Alors Brennus, l’audace, et Clovis, la victoire,

Alors le vieux titan celtique aux cheveux longs,

Alors le groupe altier des batailles, Châlons,

Tolbiac la farouche, Asezzo la cruelle,

Bouvines, Marignan, Beaugé, Mons−en−Puelle,

Tours, Ravenne, Agnadel sur son haut palefroi,

Fornoue, Ivry, Coutras, Cérisolles, Rocroy,

Denain et Fontenoy, toutes ces immortelles

Mêlant l’éclair du front au flamboiement des ailes,

Jemmape, Hohenlinden, Lodi, Wagram, Eylau,

Les hommes du dernier carré de Waterloo,

Et tous ces chefs de guerre, Héristal, Charlemagne,

Charles−Martel, Turenne, effroi de l’Allemagne,

Condé, Villars, fameux par un si fier succès,

Cet Achille, Kléber, ce Scipion, Desaix,

Napoléon, plus grand que César et Pompée,

Par la main d’un bandit rendirent leur épée.

(Victor Hugo, L’année Terrible, Août, VI)

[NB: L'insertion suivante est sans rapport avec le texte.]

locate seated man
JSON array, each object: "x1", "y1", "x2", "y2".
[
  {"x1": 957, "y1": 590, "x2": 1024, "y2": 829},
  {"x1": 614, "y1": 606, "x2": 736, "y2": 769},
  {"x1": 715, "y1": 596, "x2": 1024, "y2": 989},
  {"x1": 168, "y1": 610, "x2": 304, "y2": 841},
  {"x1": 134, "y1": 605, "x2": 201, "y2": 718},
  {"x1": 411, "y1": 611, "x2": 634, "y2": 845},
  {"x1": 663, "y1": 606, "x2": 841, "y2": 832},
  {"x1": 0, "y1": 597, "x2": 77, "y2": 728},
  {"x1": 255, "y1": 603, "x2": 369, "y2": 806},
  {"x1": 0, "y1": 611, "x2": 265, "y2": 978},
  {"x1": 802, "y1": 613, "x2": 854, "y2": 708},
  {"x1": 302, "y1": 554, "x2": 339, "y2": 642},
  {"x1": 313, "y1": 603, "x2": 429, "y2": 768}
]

La bataille de Soissons, dimanche 15 juin 923 : Deux dynasties pour un royaume

Raoul_roi_de_France Soissons 923« Charles [III de Lorraine] passa la Meuse avec ses Lorrains, qui violaient ainsi la trêve faite précédemment avec [le Roi] Robert [Ier]; il vint à Attigny, ayant appris que Robert campait près de la ville de Soissons, passa l’Aisne tout-à-coup, avant que celui-ci eût pu assembler ses fidèles, et le lendemain, le jour du dimanche, après l’heure de midi, Charles fondit avec ses Lorrains sur Robert et les Francs, qui n’attendaient point de combat en ce jour, et dont beaucoup dînaient alors. Robert fit armer ceux qui étaient avec lui, et marcha contre Charles. Le combat s’engagea; beaucoup périrent de l’un et de l’autre côté; et le roi Robert, percé d’une lance, tomba mort. Cependant ses partisans, ayant à leur tête Hugues, son fils, et Héribert, remportèrent la victoire, et Charles s’enfuit avec ses Lorrains. Les partisans de Robert, occupés de la mort de leur roi, ne continuèrent point à les poursuivre, mais s’emparèrent de leur camp, dont le butin fut pillé surtout par la foule des campagnards et de ceux qui habitaient la banlieue de la ville de Soissons ». (Chronique de Frodoard)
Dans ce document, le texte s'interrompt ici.